Because the primary day for local elections was recently pushed up from September to June, candidates seeking local office are now on an earlier schedule and will begin circulating petitions starting Feb. 26, rather than later in the year during the Spring.
This year New York officially recognizes eight political parties: the Conservative, Democratic, Green, Independence, Libertarian, Republican, SAM, and Working Families parties. Candidates also have the rarely used option of creating their own political party to run under but must first wait until the petition period has ended for the recognized parties before embarking on the challenging task of creating their own political party designation.
Locally it appears all candidates who’ve already announced their intention to run for office will run as either a Republican or Democrat, with the option of seeking a cross-endorsement from an eligible third-party.
Candidates for Mayor
In Jamestown, current mayor Sam Teresi (D) announced at the start of February he would not be seeking a sixth term in office.
Currently, there are three known mayoral candidates running for the open seat who will be circulating petitions to get their name on the ballot for either the Republican or Democratic parties.
For the Democrats, Attorney Eddie Sundquist is the Jamestown Democratic Committee’s endorsed candidate for mayor and it appears he is the only person seeking the party’s nomination.
On the Republican side, two individuals will be circulating petitions. They are county legislator David Wilfong, who is also the Jamestown Republican Committee’s endorsed candidate, along with city councilman at large Andrew Liuzzo, who is running despite not getting the committee’s backing.
If both Liuzzo and Wilfong collect the required number of signatures from registered Republicans living within the city, then a Republican party primary for mayor will take place in June. As of Feb. 1, 2019, there were a reported 3782 registered Republicans in the city. That means the minimum number of signatures needed to qualify as a mayoral candidate for that party is 190.
Candidates for City Council
In addition to the mayoral candidates, there will also be city residents running as candidates for the Jamestown City Council who will begin circulating petitions on Tuesday.
The GOP committee endorsed candidates include incumbents Brent Sheldon (Ward 1), Tony Dolce (Ward 2) and Kim Eckund (At Large). Other Republican committee-endorsed candidates for city council include Brittnay Spry, (Ward 4), Grant Olson (Ward 5), Greg Lindquist (at large) and Jeffrey Russell (at Large).
In addition to the GOP committee endorsed candidates, WRFA has learned that city resident Raven Mason is also running for Ward 2 council seat and if she is able to collect enough signatures she will force a primary with Dolce. There are 575 registered Republicans in Ward 2, meaning both Dolce and Mason will have to collect 29 signatures apiece in order to qualify as a candidate for that party and force a June primary.
Meanwhile on the Democratic Side, there is a full slate of endorsed candidates for city council. They include incumbents Marie Carrubba (Ward 4 and current council president), Vickye James (Ward 3), Maria Jones (Ward 5), Tom Nelson (Ward 6), and Tamu Graham-Reinhardt (At-Large).

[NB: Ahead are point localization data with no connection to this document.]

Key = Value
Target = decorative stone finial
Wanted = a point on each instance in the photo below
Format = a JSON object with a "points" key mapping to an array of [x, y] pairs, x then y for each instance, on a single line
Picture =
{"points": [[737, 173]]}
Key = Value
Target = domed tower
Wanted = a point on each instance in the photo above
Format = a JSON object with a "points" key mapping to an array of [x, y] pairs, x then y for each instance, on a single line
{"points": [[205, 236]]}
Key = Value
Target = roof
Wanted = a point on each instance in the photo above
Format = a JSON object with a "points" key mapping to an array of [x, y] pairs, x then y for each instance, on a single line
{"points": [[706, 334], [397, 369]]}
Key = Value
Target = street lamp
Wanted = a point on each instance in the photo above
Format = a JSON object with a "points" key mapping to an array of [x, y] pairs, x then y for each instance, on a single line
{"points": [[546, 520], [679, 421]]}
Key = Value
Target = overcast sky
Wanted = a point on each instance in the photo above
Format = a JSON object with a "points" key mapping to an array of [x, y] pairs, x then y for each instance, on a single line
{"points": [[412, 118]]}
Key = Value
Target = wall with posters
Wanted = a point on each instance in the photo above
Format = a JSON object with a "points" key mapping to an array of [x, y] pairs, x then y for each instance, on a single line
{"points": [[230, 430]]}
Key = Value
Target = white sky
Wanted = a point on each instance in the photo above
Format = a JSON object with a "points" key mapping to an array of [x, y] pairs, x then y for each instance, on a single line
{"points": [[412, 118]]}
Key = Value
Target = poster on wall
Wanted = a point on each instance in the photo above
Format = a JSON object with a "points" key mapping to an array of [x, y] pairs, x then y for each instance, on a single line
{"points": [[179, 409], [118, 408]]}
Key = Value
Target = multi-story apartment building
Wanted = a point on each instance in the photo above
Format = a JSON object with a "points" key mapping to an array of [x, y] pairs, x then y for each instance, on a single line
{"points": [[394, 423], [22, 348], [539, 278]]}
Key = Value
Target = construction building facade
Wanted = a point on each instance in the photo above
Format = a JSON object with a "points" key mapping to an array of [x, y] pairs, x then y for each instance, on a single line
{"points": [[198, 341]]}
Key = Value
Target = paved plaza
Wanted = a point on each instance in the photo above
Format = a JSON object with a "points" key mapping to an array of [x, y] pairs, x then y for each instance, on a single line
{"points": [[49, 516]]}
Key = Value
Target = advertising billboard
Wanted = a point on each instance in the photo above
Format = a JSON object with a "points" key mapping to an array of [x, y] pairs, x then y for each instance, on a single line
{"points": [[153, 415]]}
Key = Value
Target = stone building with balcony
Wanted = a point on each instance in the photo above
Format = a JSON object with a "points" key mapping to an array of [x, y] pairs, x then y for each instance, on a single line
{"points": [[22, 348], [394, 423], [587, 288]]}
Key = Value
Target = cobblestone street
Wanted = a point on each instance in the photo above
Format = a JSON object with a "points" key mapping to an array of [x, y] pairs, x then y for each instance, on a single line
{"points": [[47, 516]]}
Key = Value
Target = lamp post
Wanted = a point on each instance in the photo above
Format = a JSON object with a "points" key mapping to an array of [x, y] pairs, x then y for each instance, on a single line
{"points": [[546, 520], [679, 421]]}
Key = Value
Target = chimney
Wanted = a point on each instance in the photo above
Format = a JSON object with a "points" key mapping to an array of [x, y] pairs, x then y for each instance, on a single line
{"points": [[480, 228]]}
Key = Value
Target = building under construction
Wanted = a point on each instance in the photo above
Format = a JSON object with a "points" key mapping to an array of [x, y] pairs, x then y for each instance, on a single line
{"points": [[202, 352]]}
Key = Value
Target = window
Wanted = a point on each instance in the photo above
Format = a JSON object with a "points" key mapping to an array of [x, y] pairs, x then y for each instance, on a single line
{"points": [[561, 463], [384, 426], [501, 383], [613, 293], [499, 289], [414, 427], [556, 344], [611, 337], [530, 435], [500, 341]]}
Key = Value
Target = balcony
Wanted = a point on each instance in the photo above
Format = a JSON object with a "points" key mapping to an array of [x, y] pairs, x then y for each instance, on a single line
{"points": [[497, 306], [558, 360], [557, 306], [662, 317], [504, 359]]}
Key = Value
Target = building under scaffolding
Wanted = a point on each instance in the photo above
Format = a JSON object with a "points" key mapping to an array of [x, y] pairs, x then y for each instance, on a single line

In addition, the committee is endorsing past council member and city council president Greg Rabb,who is again running as an at-large candidate after being defeated in 2017. The Democrats other at large candidate will be newcomer Taylor Scott. Rounding out the slate of candidates for city council will be newcomer Tim Smeal (Ward 1) along with Tom Vitale (Ward 2).
All candidates have until April 4 to collect the required signatures and return the petitions to the county board of elections, which will certify the petitions. That includes making sure voters did not sign a petition for more candidates than there are openings for an office. For example, if there is one council seat open, then the eligible party members signing a petition may only sign one petition for a candidate for that office. If there are three seats open (as is the case with the city council at large seats), the eligible party members may sign petitions for up to three candidates.